What I have so far is an object oriented program that treats individual records as unique objects (i.e., call it "Individuals") with 4 properties useful for finding its potential match in any of the datasets.
I want to be able to start at the top of the group (of 5 datasets) with dataset 1 taking one-record-at-a-time, then check for any matching records to a record (one-record-at-a-time) in dataset 2, and then check further down the group if
the same record matches one in dataset 3, and so on ... until the end (i.e., dataset 5).
One might view this problem like running a relay, where individual 1 (from dataset 1) passes a baton (maybe an ID label?) to the next person (from its match in dataset 2), and so on ... until the end of the race is reached (i.e., dataset 5).

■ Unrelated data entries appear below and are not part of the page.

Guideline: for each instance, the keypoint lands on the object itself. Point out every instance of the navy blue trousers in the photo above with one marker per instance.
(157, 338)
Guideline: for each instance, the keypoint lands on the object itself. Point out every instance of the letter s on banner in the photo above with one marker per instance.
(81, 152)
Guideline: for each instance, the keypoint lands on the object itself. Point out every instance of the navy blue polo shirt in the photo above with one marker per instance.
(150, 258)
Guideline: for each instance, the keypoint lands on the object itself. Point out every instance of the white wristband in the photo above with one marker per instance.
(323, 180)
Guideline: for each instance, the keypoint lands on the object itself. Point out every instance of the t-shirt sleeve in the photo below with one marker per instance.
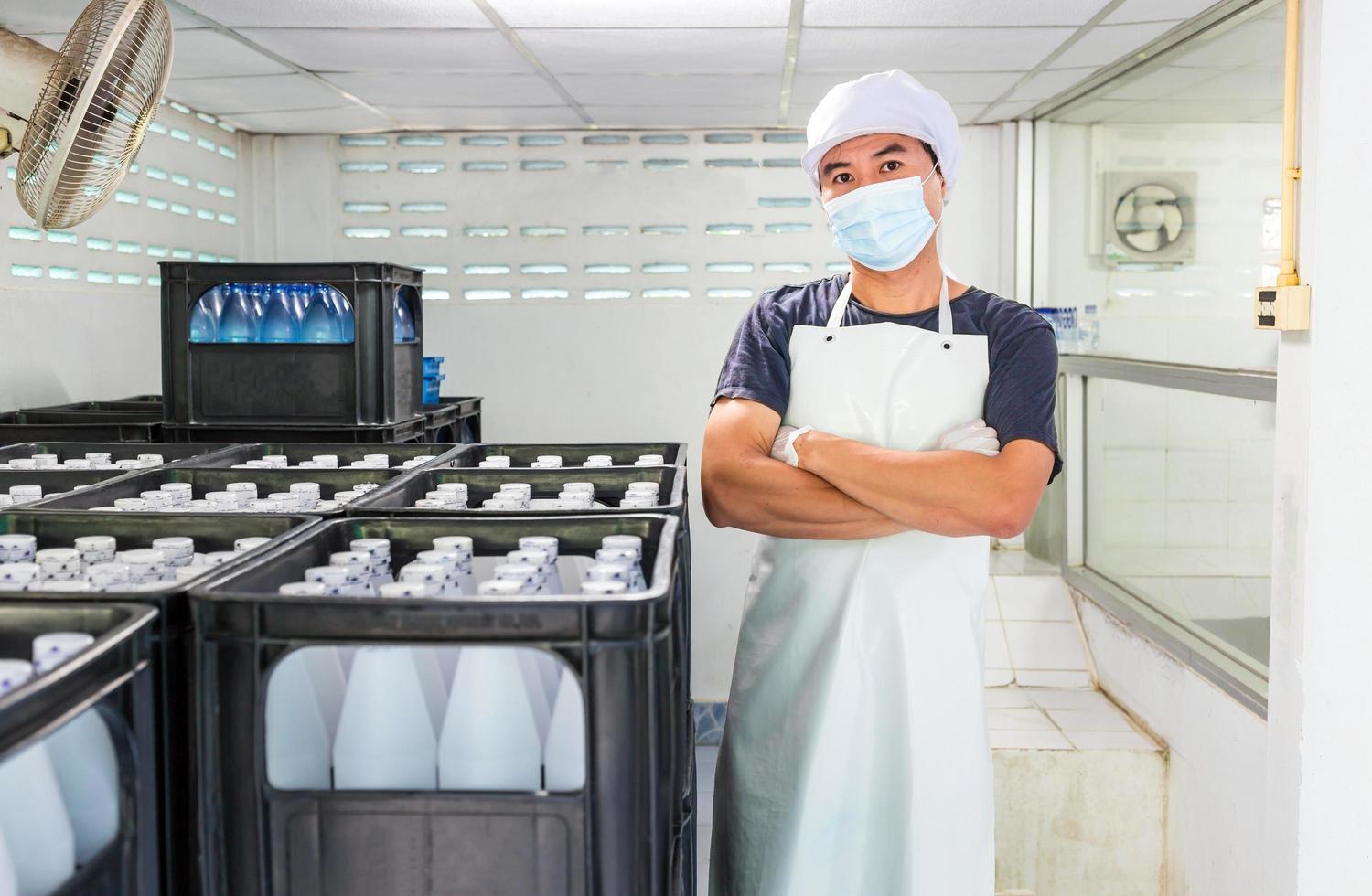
(757, 365)
(1021, 392)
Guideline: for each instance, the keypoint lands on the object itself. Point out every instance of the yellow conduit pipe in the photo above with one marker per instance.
(1290, 173)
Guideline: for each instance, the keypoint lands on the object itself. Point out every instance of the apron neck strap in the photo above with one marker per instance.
(836, 315)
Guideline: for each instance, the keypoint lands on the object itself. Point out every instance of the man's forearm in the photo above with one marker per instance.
(947, 493)
(760, 495)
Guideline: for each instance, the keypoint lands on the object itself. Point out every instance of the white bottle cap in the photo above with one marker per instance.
(109, 575)
(603, 588)
(176, 548)
(16, 548)
(548, 544)
(55, 648)
(16, 575)
(502, 588)
(96, 548)
(191, 571)
(288, 500)
(13, 674)
(461, 544)
(22, 495)
(59, 563)
(304, 589)
(219, 558)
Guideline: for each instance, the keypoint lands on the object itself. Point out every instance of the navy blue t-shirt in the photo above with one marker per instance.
(1020, 343)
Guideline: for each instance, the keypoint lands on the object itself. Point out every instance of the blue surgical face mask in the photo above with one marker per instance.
(883, 225)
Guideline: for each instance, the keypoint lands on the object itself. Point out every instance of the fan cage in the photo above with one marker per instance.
(74, 154)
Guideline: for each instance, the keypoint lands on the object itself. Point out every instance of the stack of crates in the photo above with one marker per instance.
(628, 829)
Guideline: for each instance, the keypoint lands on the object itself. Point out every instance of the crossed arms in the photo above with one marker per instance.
(848, 490)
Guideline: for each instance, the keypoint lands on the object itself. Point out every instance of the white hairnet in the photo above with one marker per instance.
(888, 101)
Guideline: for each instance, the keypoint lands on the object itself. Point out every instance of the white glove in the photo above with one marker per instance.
(971, 436)
(784, 446)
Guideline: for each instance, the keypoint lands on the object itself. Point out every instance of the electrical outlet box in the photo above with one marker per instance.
(1281, 307)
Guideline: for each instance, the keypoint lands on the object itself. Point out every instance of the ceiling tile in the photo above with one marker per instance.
(203, 52)
(1106, 43)
(1048, 84)
(949, 13)
(257, 93)
(927, 48)
(1157, 11)
(659, 51)
(312, 121)
(762, 115)
(455, 117)
(342, 13)
(54, 16)
(955, 87)
(391, 49)
(672, 90)
(638, 14)
(446, 88)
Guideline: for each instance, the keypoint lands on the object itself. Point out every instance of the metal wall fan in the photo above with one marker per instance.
(91, 101)
(1150, 217)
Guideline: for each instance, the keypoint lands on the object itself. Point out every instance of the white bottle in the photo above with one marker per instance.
(88, 774)
(329, 682)
(296, 736)
(490, 737)
(386, 733)
(564, 748)
(35, 822)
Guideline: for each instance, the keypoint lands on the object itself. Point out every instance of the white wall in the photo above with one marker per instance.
(82, 339)
(575, 369)
(1216, 763)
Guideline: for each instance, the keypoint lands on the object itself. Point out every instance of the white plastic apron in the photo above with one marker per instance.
(855, 756)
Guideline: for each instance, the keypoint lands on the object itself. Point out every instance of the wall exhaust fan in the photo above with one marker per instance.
(91, 103)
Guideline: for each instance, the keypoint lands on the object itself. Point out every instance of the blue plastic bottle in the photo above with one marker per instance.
(239, 318)
(321, 321)
(403, 324)
(279, 321)
(203, 323)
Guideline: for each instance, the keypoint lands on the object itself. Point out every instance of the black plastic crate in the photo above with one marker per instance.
(302, 452)
(175, 454)
(612, 837)
(370, 380)
(573, 453)
(123, 411)
(453, 420)
(18, 425)
(170, 646)
(62, 482)
(400, 432)
(205, 481)
(113, 678)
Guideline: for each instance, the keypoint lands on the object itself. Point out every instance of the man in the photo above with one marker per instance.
(847, 431)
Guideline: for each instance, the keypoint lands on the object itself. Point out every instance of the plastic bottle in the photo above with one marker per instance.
(490, 736)
(88, 774)
(564, 748)
(279, 320)
(296, 736)
(403, 323)
(239, 320)
(321, 320)
(386, 733)
(33, 822)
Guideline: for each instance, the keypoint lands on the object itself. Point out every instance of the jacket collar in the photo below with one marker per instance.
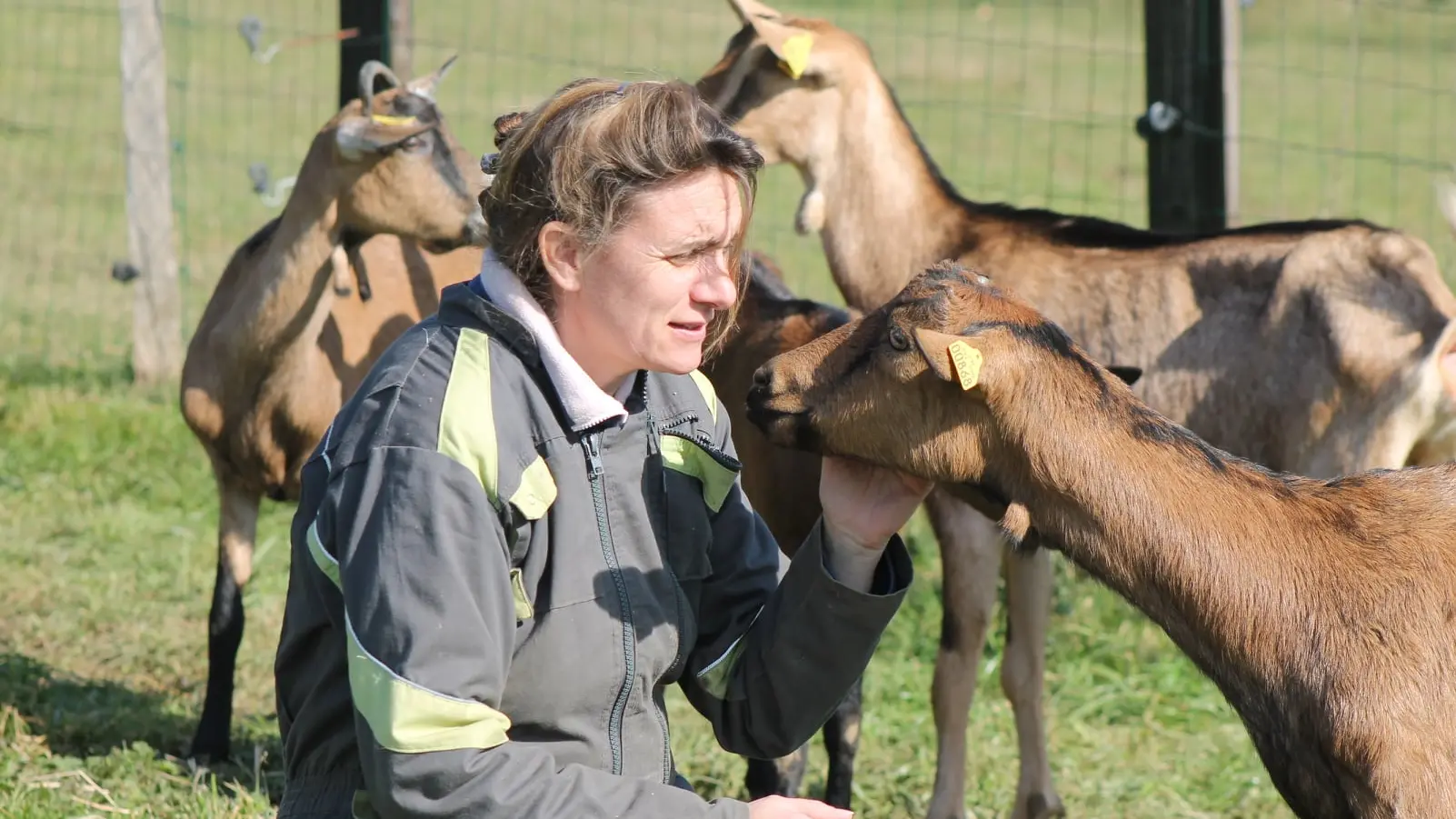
(583, 401)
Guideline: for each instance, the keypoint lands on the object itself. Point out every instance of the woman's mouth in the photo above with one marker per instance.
(691, 331)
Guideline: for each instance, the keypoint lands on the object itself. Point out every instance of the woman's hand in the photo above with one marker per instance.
(863, 506)
(786, 807)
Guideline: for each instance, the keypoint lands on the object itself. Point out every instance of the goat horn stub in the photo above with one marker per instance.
(367, 73)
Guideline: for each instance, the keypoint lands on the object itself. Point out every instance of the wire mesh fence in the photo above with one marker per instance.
(1347, 108)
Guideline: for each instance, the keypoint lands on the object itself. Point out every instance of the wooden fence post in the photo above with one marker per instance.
(156, 326)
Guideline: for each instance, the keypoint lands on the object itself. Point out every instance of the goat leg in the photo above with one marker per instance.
(842, 742)
(340, 258)
(970, 557)
(237, 524)
(1024, 664)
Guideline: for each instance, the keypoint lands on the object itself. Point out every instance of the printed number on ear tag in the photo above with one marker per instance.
(797, 55)
(389, 120)
(965, 360)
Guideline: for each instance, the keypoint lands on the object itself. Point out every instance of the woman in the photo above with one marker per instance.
(527, 522)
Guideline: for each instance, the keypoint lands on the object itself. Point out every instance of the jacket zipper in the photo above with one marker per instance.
(609, 553)
(705, 442)
(654, 447)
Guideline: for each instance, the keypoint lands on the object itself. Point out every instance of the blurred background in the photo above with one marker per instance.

Passing some sort of "baton" makes sure that the desired output (i.e., sequences of binary 1 [yes's] and 0 [no's] that tell whether or not an individual is present in any of the datasets further down the group) doesn't contain repeat sequences
or sequences corrupted by "similar-looking" records.
I know that all of this sounds extremely cryptic, but I could really use some help with finding ideas on where to start implementing a matching-records', tracing-sequences', and constructing-binary-sequences' (i.e., the desired output: a list of binary sequences
representing unique individuals) scheme such as this.
Does anyone have some helpful tips here (especially relating to matching records, tracing sequences, and constructing the output)?
Thank you for taking the time to read this thread, and I appreciate any feedback that you can provide.
-AD-
AndrewDen